2 allow your mind to think about certain things, it becomes extremely difficult. Let's both

be thankful we do not have any human children.") Further, during this period, the

plaintiff asked the defendant's mother to take care of Ivy because "[n]ew details have

come to light and I don't think Ivy should be traded back and forth between Jess and I

right now." (Pl.'s Ex. 4 at 27.)

The defendant moved out of the house on 11 I 1 I 10. Ivy remained with the

plaintiff until the defendant found a place to live. The defendant did not want the

plaintiff to know where she lived because of his attitude and because he had threatened

her. But her refusal to give the plaintiff her address made him very angry. To maintain

her privacy from the plaintiff, the defendant determined that they would exchange Ivy

in public places.

The defendant retained a family law attorney, Sarah Mitchell, to represent the

defendant in dealing with the plaintiff about the real estate, personal property, and Ivy.

The defendant gave Attorney Mitchell an agreement given to the defendant by the

plaintiff. Attorney Mitchell redrafted the agreement and subsequently sent several

separation and settlement agreements to the plaintiff, which he did not sign. (Pl.'s Exs.

7, 9-11, 15; see also Pl.'s Exs. 18-19.) One of the last versions of the separation agreement

provided for the parties' sharing Ivy on a rotating basis. (Def.'s Ex. 1 at 38.) Attorney

Mitchell used the term "co-owners" regarding Ivy in an effort to make Ivy a "non-issue."

The defendant asked her attorney to change the language regarding Ivy in the

draft settlement agreements. The defendant knew the difficult situation with the plaintiff

would escalate if she maintained the language in the agreement that Ivy was the

defendant's sole property. The defendant was unable to deal with another negative

scenario at that time. Her father was diagnosed with bone cancer years earlier and, after

3 a very difficult illness, died in March 2011. In addition, Ivy was having eye problems

that required surgery.

Attorney Mitchell recommended that the defendant not share Ivy with the

plaintiff. Further, Attorney Mitchell recommended the defendant obtain an order for

protection from abuse. (Def.'s Ex. 9 at 3-8; Def.'s Ex. 1 at 159; Pl.'s Ex. 4 at 33-34.)

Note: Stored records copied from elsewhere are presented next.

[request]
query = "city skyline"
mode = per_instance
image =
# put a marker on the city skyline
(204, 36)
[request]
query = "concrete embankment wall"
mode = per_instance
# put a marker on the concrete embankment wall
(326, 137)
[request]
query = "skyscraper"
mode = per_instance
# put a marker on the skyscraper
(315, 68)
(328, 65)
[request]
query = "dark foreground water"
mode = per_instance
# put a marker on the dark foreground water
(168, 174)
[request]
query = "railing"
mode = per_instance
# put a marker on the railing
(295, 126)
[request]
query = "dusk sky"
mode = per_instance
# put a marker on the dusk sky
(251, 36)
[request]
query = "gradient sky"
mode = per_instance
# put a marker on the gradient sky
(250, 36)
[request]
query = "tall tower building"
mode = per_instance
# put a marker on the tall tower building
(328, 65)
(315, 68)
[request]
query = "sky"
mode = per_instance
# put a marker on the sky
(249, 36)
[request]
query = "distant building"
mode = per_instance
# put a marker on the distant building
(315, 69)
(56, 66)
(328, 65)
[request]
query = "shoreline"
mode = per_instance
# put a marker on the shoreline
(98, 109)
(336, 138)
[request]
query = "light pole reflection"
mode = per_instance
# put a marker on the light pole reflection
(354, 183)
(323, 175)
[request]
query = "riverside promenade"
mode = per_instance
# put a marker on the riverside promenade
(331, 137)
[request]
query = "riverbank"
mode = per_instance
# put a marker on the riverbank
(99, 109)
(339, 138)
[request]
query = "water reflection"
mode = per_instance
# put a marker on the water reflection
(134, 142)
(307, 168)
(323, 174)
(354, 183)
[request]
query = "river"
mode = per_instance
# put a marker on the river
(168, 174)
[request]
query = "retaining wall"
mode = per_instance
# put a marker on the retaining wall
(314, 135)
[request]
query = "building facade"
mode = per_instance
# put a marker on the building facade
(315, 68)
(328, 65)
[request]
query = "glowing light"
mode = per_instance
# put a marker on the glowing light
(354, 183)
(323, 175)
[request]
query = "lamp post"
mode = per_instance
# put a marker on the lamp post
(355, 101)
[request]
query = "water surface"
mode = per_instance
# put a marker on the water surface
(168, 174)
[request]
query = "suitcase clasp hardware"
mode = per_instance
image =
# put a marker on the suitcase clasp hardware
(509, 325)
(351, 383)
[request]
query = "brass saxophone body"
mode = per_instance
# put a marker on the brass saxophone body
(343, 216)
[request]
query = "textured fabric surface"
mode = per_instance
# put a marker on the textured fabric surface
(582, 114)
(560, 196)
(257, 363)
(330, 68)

Although Attorney Mitchell recommends obtaining such an order very rarely, fewer

than ten times in her ten-year career, she strongly recommended the defendant obtain an

order after Attorney Mitchell read e-mails from the plaintiff to the defendant. (Def.'s Ex.

9 at 1-2; Pl.'s Ex. 4 at 31-32.) Because the defendant was not emotionally able to handle

another confrontation with the plaintiff, she did not seek an order.

Although the parties attempted to share Ivy, there were difficulties, which

resulted in many messages exchanged. (Pl.'s Ex. 6; Pl.'s Ex. 4 at 100-102; Def.'s Ex. 9 at

10-16_)1 The calls, e-mails, and text messages began days before a planned exchange of

Ivy. Very often the messages addressed issues other than Ivy. Efforts to rearrange times

for the exchanges persisted. For example, at one point, the plaintiff suggested an

exchange of Ivy every three days. (Pl.'s Ex. 6 at 18.) On 12/29/10, just prior to the

signing of the agreement with regard to Ivy, the plaintiff threatened to call the police if

Ivy was not returned to him. (Pl.'s Ex. 4 at 118.) On another occasion, the plaintiff

alleged that the defendant arrived late, even though she had not, and refused to meet her

for the exchange of Ivy. In an e-mail to the defendant on 12/4/ 10, the plaintiff stated:

"[y]ou should have thought about Ivy before cheating on me with John Sullivan. You

cheated, you lied, and you used me for financial support throughout your infidelity.